In June 2013, 3D Realms sued Gearbox for unpaid royalties as well as unpaid money for selling the Duke Nukem intellectual property. The lawsuit was dropped in September 2013 with 3D Realms apologizing with an announcement that it had resolved any differences it had with Gearbox. In February 2014, Gearbox sued 3D Realms, Interceptor Entertainment and Apogee Software, LLC for developing a new game called Duke Nukem: Mass Destruction. Gearbox stated that it was still the rights holder of the Duke Nukem franchise, and permission had not been granted by it to develop the game. 3D Realms soon after released a statement admitting its wrongdoing. The lawsuit was settled in August 2015, with Gearbox stressing that it was still the lawful owner of the Duke Nukem intellectual property.

===3D Realms Entertainment===
==== Acquisition by SDN Invest and relaunch (2014–2021) ====

In March 2014, SDN Invest, the part-owner of Interceptor Entertainment, acquired 3D Realms for an undisclosed sum. Mike Nielsen, the founder and chairman of SDN Invest, became the new chief executive officer of 3D Realms, headquartered in Aalborg, Denmark and incorporated in 2015 as 3D Realms Entertainment ApS. Miller remained with the company as a creative consultant, while Apogee Software LLC retained the license to the Apogee brand and library.

In May 2014, 3D Realms announced it was to publish Bombshell by Interceptor Entertainment, and in October 2014 the company returned to distributing its own titles with a digital anthology collection. Bombshell was released on January 29, 2016, as 3D Realms' first published title since 2005.

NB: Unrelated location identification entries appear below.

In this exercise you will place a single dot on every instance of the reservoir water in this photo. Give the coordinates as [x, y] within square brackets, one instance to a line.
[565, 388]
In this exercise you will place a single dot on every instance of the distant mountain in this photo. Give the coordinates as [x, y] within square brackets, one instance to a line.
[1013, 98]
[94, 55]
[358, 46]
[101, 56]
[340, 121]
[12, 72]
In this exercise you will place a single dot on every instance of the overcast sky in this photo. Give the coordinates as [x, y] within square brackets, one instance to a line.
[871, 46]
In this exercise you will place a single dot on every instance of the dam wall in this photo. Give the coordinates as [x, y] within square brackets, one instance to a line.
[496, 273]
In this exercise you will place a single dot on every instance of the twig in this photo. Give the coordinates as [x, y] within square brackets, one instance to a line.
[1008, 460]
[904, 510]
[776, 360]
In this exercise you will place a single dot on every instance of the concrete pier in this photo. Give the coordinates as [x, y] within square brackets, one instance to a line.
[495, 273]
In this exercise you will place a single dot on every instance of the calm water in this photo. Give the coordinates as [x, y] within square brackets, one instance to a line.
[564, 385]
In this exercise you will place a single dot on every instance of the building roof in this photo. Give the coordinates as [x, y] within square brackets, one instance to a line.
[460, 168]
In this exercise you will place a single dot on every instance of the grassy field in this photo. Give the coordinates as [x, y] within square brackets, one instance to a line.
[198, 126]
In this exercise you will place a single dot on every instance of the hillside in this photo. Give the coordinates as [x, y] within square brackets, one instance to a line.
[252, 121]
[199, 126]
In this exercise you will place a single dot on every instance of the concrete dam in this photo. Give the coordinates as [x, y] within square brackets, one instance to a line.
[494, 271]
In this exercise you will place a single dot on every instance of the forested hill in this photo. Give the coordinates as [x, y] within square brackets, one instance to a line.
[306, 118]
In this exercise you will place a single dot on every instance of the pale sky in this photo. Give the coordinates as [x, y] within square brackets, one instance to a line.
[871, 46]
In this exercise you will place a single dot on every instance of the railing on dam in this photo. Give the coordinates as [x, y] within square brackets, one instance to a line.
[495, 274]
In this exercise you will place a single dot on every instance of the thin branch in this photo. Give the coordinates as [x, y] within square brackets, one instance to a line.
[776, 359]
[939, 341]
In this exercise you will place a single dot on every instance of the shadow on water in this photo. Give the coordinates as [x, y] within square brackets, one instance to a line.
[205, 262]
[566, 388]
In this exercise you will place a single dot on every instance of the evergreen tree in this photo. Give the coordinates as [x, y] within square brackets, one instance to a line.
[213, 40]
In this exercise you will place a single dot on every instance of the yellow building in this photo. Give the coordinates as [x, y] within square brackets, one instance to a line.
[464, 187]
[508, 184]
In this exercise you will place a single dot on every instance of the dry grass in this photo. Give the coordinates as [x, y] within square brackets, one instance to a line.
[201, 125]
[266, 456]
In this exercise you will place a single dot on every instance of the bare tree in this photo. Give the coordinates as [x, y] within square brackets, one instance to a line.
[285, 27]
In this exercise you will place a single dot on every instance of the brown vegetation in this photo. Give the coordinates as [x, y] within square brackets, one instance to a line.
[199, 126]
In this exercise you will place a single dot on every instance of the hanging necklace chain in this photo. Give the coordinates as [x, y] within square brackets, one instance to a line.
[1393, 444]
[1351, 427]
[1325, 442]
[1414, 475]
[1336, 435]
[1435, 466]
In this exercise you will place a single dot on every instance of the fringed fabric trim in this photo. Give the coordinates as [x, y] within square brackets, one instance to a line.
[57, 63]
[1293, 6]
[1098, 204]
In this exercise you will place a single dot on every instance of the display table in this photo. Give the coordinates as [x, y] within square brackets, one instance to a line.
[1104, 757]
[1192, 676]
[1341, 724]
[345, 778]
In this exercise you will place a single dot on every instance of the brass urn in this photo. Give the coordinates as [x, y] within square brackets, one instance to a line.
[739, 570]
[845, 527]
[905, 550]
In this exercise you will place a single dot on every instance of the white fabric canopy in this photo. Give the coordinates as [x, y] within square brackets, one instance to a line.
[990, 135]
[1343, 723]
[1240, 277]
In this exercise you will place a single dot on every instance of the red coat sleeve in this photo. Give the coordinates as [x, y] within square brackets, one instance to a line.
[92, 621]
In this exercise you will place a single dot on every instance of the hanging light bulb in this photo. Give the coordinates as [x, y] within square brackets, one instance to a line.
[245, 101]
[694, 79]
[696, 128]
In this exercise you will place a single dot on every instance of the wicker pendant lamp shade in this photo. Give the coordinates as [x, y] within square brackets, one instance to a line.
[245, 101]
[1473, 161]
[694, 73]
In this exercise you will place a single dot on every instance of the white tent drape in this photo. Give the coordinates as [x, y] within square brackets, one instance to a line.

On February 28, 2018, 3D Realms announced the game Ion Maiden, a prequel to Bombshell, developed by Voidpoint and using Ken Silverman's Build Engine. In May 2019, the company was hit with a $2 million trademark infringement lawsuit by heavy metal group Iron Maiden who claimed Ion Maiden was "nearly identical to the Iron Maiden trademark in appearance, sound and overall commercial impression" and was "attempting to trade off on Iron Maiden's notoriety." In July 2019, 3D Realms and Voidpoint changed the name of Ion Maiden to Ion Fury to end to the lawsuit. Ion Fury was released on August 15, 2019. Since then, 3D Realms published Ghostrunner (2020) and announced several projects which have been under development for multiple years without further notice.

In April 2021, Miller and Nagy acquired the Apogee name from 3D Realms and relaunched Apogee Software LLC as Apogee Entertainment. In 2022, Miller stated in a blog post that he was now uninvolved with 3D Realms and that "[the company] no longer has any link to the past, other than in name only" because he was no longer there to help design and fund games.

==== Acquisition by Embracer Group (2021–2023) ====

In August 2021, Embracer Group announced that it acquired the company through Saber Interactive, which will be the parent company. 3D Realms published Cultic on October 13 (2022).

In March 2023, 3D Realms announced that it hired Justin Burnham (formerly of Devolver Digital, Good Shepherd) to the position of CCO.

==== Reboot (2023–present) ====
On September 30, 2023, 3D Realms held its 4th annual Realms Deep event modernizing the company's branding and announcing release dates for several previously unreleased titles. Two days later on October 2, it published Ion Fury: Aftershock in collaboration with developer Voidpoint.

On October 24, 2023, 3D Realms published Ripout into early access in collaboration with developer Pet Project Games. On November 16, 3D Realms published The Kindeman Remedy in collaboration with developer Troglobyte Games.

On December 5, 2023, 3D Realms co-published (with Interplay) the Slipgate Ironworks-developed Kingpin Reloaded. In mid-December, "at least half" of 3D Realms and Slipgate Ironworks was laid off as part of Embracer's restructuring. Layoffs continued into January 2024.

On January 24, 2024, 3D Realms co-published (with Fulqrum Publishing) the Slipgate Ironworks-developed Graven out of early access. On February 27, 3D Realms co-published (with Fulqrum Publishing) the Slipgate Ironworks and Killpixel Games-developed Wrath: Aeon of Ruin out of early access.

In March 2024, Saber Interactive was sold to Beacon Interactive, a new company from Saber co-founder Matthew Karch. Many of Saber's studios, including 3D Realms, were included in the sale.